New Food Laws Go Into Effect, Others Blocked
It's summertime and the living is easy, as the saying goes, unless you want to eat foie gras, the gourmet product of goose liver, in California, or have a smoke at work in Indiana. Both are banned under new laws that went into effect July 1.
New laws at the state level often begin at the start of the new fiscal year, which is July 1 for all but four states. This year, there seems to be an emphasis on laws dealing with food and tobacco.
In California, the ban on foie gras sales stems from a 2004 law that gave restaurants and goose liver-enthusiasts until this year to prepare. That law prohibits a person from force-feeding a bird for the purpose of enlarging the bird's liver beyond a normal size. Livers from birds that eat naturally will still be legal for sale, The Wall Street Journal reported, but chefs say they don't taste as good and really aren't foie gras.
Elsewhere, Virginia became a better place for people who enjoy microbrewed beers and suffer from peanut allergies while next door in Maryland, it's now easier to bring your own wine to restaurants under new laws that went into effect there, The Washington Post explained.

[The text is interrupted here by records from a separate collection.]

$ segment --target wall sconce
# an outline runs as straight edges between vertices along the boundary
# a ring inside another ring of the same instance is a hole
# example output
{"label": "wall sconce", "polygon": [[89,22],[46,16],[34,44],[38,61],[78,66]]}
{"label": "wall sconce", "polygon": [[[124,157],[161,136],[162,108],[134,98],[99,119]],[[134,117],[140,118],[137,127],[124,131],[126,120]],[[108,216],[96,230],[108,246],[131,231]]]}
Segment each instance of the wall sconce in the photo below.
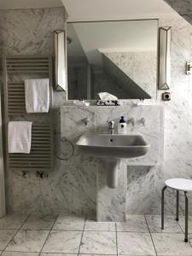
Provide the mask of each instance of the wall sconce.
{"label": "wall sconce", "polygon": [[159,90],[169,90],[171,82],[171,26],[159,29]]}
{"label": "wall sconce", "polygon": [[55,31],[55,82],[56,90],[67,88],[67,36],[66,32]]}

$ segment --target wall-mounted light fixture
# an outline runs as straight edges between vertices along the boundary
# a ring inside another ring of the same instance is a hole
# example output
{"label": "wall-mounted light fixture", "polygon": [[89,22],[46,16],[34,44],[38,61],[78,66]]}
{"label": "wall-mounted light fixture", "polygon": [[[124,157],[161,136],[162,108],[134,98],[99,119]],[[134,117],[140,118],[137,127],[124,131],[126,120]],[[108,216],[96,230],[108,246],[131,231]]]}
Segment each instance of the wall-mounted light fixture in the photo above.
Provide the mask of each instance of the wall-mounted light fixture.
{"label": "wall-mounted light fixture", "polygon": [[67,91],[67,36],[61,30],[55,31],[55,81],[56,90]]}
{"label": "wall-mounted light fixture", "polygon": [[171,82],[171,33],[170,26],[159,29],[159,90],[169,90]]}

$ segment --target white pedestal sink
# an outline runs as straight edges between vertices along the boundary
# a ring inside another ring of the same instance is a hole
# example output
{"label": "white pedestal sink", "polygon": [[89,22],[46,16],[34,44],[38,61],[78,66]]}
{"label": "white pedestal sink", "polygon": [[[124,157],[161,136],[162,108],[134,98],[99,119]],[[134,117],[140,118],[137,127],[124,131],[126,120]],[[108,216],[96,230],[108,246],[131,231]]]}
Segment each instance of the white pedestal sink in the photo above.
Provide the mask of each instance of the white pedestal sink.
{"label": "white pedestal sink", "polygon": [[118,185],[120,159],[144,155],[149,148],[140,134],[84,134],[76,145],[86,155],[105,159],[107,184],[111,189]]}

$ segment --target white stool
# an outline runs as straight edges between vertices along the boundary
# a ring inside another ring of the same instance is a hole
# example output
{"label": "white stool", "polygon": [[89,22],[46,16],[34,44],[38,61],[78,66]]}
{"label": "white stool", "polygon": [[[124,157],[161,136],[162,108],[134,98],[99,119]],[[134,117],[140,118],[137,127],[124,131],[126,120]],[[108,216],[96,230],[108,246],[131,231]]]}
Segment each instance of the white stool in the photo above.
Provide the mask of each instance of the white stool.
{"label": "white stool", "polygon": [[177,204],[176,204],[176,220],[178,221],[178,207],[179,207],[179,191],[184,192],[185,197],[185,232],[184,241],[188,241],[188,215],[189,204],[187,191],[192,191],[192,180],[186,178],[170,178],[166,181],[166,186],[161,192],[161,230],[164,230],[164,192],[166,188],[171,188],[177,191]]}

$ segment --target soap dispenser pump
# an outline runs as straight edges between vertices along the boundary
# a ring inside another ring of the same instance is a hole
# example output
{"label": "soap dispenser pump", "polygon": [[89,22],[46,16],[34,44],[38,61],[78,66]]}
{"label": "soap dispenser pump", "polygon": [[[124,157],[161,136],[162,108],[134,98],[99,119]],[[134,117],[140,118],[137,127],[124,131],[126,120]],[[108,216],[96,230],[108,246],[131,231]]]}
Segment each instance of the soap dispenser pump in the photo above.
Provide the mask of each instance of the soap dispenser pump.
{"label": "soap dispenser pump", "polygon": [[126,133],[126,122],[124,116],[121,116],[119,123],[118,124],[118,133],[125,134]]}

And happy hour is legal once again in Kansas, The end of the happy-hour ban instituted by Kansas in 1985 is among numerous liquor law changes taking effect today under legislation signed by Gov. Sam Brownback in late May, The Associated Press reported.
In Tennessee, the sales tax on groceries went down, from 5.5 percent to 5.25 percent — with a goal to lower it to 5 percent in about two years, The Tennessean reported.

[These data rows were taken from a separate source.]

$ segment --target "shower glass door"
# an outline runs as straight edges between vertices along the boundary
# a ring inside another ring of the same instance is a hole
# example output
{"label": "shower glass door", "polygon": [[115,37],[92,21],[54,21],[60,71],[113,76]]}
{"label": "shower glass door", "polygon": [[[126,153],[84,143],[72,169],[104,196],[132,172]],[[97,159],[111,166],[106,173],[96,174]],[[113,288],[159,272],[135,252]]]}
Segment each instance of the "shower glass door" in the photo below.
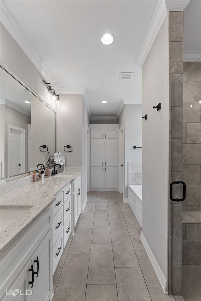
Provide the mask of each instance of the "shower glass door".
{"label": "shower glass door", "polygon": [[[171,291],[185,301],[200,301],[201,60],[185,62],[184,72],[172,88],[170,183],[176,183],[172,185],[176,200],[169,200]],[[177,181],[186,185],[183,201],[178,201],[185,189]]]}

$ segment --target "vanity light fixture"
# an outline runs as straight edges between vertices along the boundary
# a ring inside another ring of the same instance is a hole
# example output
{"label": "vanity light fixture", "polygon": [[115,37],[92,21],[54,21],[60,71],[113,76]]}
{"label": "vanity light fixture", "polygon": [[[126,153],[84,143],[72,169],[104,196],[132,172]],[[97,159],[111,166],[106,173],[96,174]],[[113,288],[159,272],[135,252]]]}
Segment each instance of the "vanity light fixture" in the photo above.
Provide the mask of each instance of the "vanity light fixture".
{"label": "vanity light fixture", "polygon": [[51,86],[50,86],[50,83],[46,83],[45,80],[43,80],[43,82],[45,83],[45,84],[47,86],[47,91],[48,91],[49,93],[51,94],[52,93],[52,89],[51,87]]}
{"label": "vanity light fixture", "polygon": [[101,42],[104,45],[111,44],[114,39],[114,37],[111,34],[107,33],[104,34],[101,38]]}

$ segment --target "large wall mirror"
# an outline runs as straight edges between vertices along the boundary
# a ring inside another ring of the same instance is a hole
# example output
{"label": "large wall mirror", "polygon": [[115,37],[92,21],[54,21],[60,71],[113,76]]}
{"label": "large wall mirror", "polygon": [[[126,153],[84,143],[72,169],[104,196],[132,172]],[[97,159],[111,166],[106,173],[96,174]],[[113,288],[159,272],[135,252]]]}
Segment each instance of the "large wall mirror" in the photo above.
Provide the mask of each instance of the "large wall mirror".
{"label": "large wall mirror", "polygon": [[[1,179],[27,173],[56,152],[53,110],[0,69]],[[43,147],[43,146],[46,147]]]}

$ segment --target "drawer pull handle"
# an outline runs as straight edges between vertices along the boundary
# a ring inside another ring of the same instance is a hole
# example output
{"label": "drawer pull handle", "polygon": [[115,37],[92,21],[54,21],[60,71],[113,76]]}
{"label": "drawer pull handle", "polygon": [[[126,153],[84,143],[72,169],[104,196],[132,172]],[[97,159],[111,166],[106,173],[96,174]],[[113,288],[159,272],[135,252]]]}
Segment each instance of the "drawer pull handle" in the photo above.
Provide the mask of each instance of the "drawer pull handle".
{"label": "drawer pull handle", "polygon": [[62,247],[60,247],[59,249],[58,249],[58,250],[59,250],[59,252],[57,253],[56,253],[56,255],[57,255],[57,256],[58,256],[58,255],[59,254],[59,252],[61,251],[61,248],[62,248]]}
{"label": "drawer pull handle", "polygon": [[30,272],[31,272],[32,273],[32,281],[29,281],[29,284],[31,284],[31,288],[32,288],[33,286],[34,285],[34,267],[33,266],[33,264],[32,264],[31,266],[31,268],[29,269],[29,271]]}
{"label": "drawer pull handle", "polygon": [[38,261],[38,256],[36,257],[36,260],[34,260],[34,262],[37,263],[37,272],[34,272],[34,274],[36,274],[36,278],[37,278],[38,276],[38,272],[39,271],[39,261]]}
{"label": "drawer pull handle", "polygon": [[60,201],[60,202],[59,202],[58,203],[57,203],[57,204],[56,204],[56,206],[58,206],[59,205],[59,204],[60,204],[60,203],[61,203],[61,201]]}
{"label": "drawer pull handle", "polygon": [[66,233],[68,233],[68,232],[69,232],[69,230],[70,230],[70,227],[69,227],[69,228],[68,228],[68,231],[66,231]]}
{"label": "drawer pull handle", "polygon": [[56,227],[56,229],[58,229],[58,228],[59,227],[59,226],[60,226],[61,224],[61,221],[60,222],[60,223],[58,223],[58,226],[57,226]]}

A few laws won't go into effect as planned. In Washington State, people who roll their own cigarettes won't have to pay a 15-cent-per-smoke tax starting this month because a judge blocked it until after a hearing can be held to decide if the requirement violates state law, The Olympian explained. Opponents of the tax say it violates a 2010 ballot measure voters approved that requires a two-thirds majority of the Legislature for tax increases.
In Oregon, restaurant owners and chefs got a reprieve from a new rule that was to take effect Sunday that would have required they wear gloves or otherwise avoid touching food with their bare hands, The Oregonian reported. Restaurant owners argued the requirement wouldn't make kitchens any safer than they are under the state's current hand-washing practices.

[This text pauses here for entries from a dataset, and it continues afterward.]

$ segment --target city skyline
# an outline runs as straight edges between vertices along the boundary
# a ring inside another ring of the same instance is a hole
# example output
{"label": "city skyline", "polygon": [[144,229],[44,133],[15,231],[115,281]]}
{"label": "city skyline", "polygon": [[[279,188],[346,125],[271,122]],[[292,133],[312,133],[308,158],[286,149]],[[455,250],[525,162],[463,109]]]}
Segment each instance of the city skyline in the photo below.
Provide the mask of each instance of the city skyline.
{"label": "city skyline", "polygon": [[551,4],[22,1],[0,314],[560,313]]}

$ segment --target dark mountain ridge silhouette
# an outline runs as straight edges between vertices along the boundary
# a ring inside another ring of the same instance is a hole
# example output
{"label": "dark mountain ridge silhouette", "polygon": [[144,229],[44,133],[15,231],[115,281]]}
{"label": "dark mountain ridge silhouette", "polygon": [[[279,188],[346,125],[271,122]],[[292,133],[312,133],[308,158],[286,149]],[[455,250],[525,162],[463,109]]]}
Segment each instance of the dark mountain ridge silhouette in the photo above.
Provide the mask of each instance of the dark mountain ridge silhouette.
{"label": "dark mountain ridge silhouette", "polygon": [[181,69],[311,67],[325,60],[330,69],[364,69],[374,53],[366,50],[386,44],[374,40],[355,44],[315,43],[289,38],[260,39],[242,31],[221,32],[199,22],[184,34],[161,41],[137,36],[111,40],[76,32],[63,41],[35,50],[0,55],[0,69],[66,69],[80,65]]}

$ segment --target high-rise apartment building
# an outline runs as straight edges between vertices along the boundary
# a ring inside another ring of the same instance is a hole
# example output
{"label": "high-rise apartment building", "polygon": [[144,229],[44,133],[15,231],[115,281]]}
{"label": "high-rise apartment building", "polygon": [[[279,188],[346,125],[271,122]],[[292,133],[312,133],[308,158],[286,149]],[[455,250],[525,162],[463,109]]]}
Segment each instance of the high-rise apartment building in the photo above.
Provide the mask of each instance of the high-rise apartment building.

New Mexico is trying to make its chile as well known and protected as apples in Washington and potatoes in Idaho, the Las Cruces Sun-News reported. New Mexico legislators did not obtain a trademark for homegrown chile, but the New Mexico Chile Advertising Act makes it unlawful for vendors to label fresh or processed chile as being from New Mexico unless it was actually grown in the state. Those who try to pass off impostor chile will be guilty of trade infringement.